Data transmission method, data transmission device and ETC signal receiving antenna

Technical Field

The present invention relates to the field of communications technologies, and in particular, to a data transmission method and apparatus, and an ETC signal receiving antenna.

Background

At present, a plurality of radiation antennas which are used for carrying out transaction with ETC are installed on a highway, and the antennas are mainly used for detecting vehicle-mounted labels of passing vehicles, transmitting the detected information of the vehicle-mounted labels to an ETC lane system, receiving transaction instructions of the ETC lane system and completing charging operation.

In the process, the antenna is required to transmit information to the ETC lane system, however, whether the information is transmitted and received successfully or not is not monitored at present, so that if the antenna fails, the vehicle-mounted electronic tag cannot receive the data of the antenna, and the ETC transaction is interrupted or fails.

In view of the above problems, no effective solution has been proposed.

Disclosure of Invention

The embodiment of the invention provides a data transmission method and device and an ETC signal receiving antenna, and aims to solve the problem that the conventional transmitting antenna fails to find out the failure to cause transaction operation in time.
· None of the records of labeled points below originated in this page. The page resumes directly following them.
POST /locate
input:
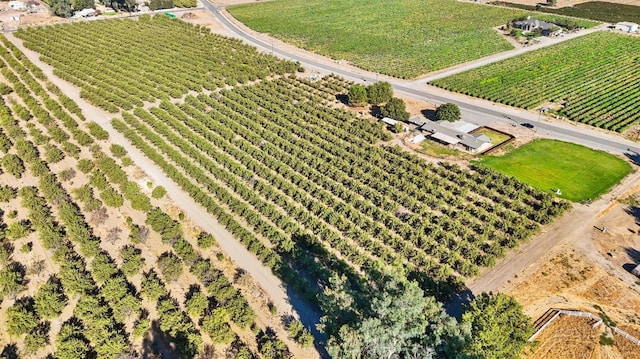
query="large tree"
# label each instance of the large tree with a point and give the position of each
(500, 330)
(448, 112)
(379, 92)
(60, 8)
(395, 109)
(400, 321)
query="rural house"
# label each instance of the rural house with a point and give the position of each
(456, 133)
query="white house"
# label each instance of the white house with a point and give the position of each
(627, 26)
(17, 5)
(84, 13)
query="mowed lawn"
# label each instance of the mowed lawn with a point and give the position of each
(402, 38)
(580, 172)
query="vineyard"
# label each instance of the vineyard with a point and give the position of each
(399, 38)
(300, 181)
(90, 266)
(593, 77)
In one aspect, a data transmission method is provided, which is applied to a data transmission system, and the data transmission system includes: the ETC lane system comprises a transmitting antenna, an ETC signal receiving antenna and an ETC lane system, wherein the transmitting antenna and the ETC signal receiving antenna are arranged in a one-to-one correspondence mode, and the method comprises the following steps:

the ETC signal receiving antenna receives a data signal sent by the transmitting antenna to the vehicle-mounted electronic tag passing through the ETC lane;

the ETC signal receiving antenna determines whether a data signal sent by the transmitting antenna is not received within a preset time length;

and under the condition that the data signal transmitted by the transmitting antenna is not received within a preset time, the ETC signal receiving antenna transmits warning information to the ETC lane system, wherein the warning information is used for indicating that the transmitting antenna has faults.
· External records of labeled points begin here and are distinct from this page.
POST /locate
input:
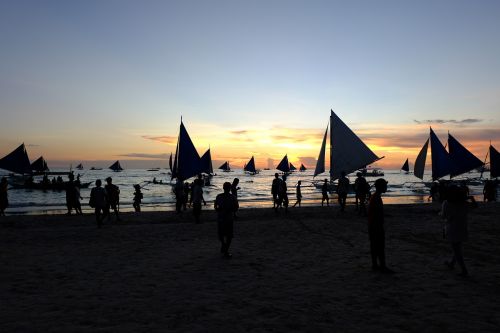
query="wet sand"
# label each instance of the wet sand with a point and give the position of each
(307, 271)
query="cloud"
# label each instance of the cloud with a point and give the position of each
(146, 155)
(449, 121)
(163, 139)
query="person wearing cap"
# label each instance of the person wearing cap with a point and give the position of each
(225, 205)
(113, 198)
(376, 227)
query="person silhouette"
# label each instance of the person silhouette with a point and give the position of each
(298, 193)
(376, 227)
(98, 201)
(225, 205)
(342, 189)
(324, 192)
(113, 193)
(4, 198)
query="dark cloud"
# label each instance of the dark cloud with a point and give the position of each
(448, 121)
(146, 155)
(164, 138)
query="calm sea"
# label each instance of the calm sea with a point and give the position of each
(255, 190)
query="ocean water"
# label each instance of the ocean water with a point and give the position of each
(255, 191)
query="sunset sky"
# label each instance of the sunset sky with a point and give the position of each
(106, 80)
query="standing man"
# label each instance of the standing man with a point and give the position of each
(225, 205)
(113, 193)
(342, 190)
(376, 227)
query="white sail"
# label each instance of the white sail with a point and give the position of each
(348, 152)
(320, 164)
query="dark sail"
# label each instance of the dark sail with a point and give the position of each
(40, 165)
(441, 161)
(17, 161)
(250, 167)
(284, 166)
(187, 160)
(116, 166)
(225, 166)
(406, 166)
(463, 160)
(494, 162)
(206, 163)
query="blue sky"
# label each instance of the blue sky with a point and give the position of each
(90, 79)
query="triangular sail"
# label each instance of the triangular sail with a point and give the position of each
(494, 162)
(284, 166)
(187, 160)
(348, 152)
(116, 166)
(442, 164)
(463, 160)
(320, 164)
(17, 161)
(418, 168)
(206, 163)
(40, 165)
(250, 166)
(225, 166)
(406, 166)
In one embodiment, a distance between the transmitting antenna and the ETC signal receiving antenna is less than or equal to a preset distance threshold.

In one embodiment, after the ETC signal receiving antenna transmits the warning information to the ETC lane system, the method further includes:

the ETC lane system resets the transmitting antenna;

the ETC signal receiving antenna determines whether a data signal sent by the reset transmitting antenna is received or not;

under the condition that the ETC signal receiving antenna determines that the data signal sent by the reset transmitting antenna is not received, the ETC signal receiving antenna sends a determination signal to the ETC lane system, wherein the determination signal is used for indicating that the transmitting antenna determines that a fault exists.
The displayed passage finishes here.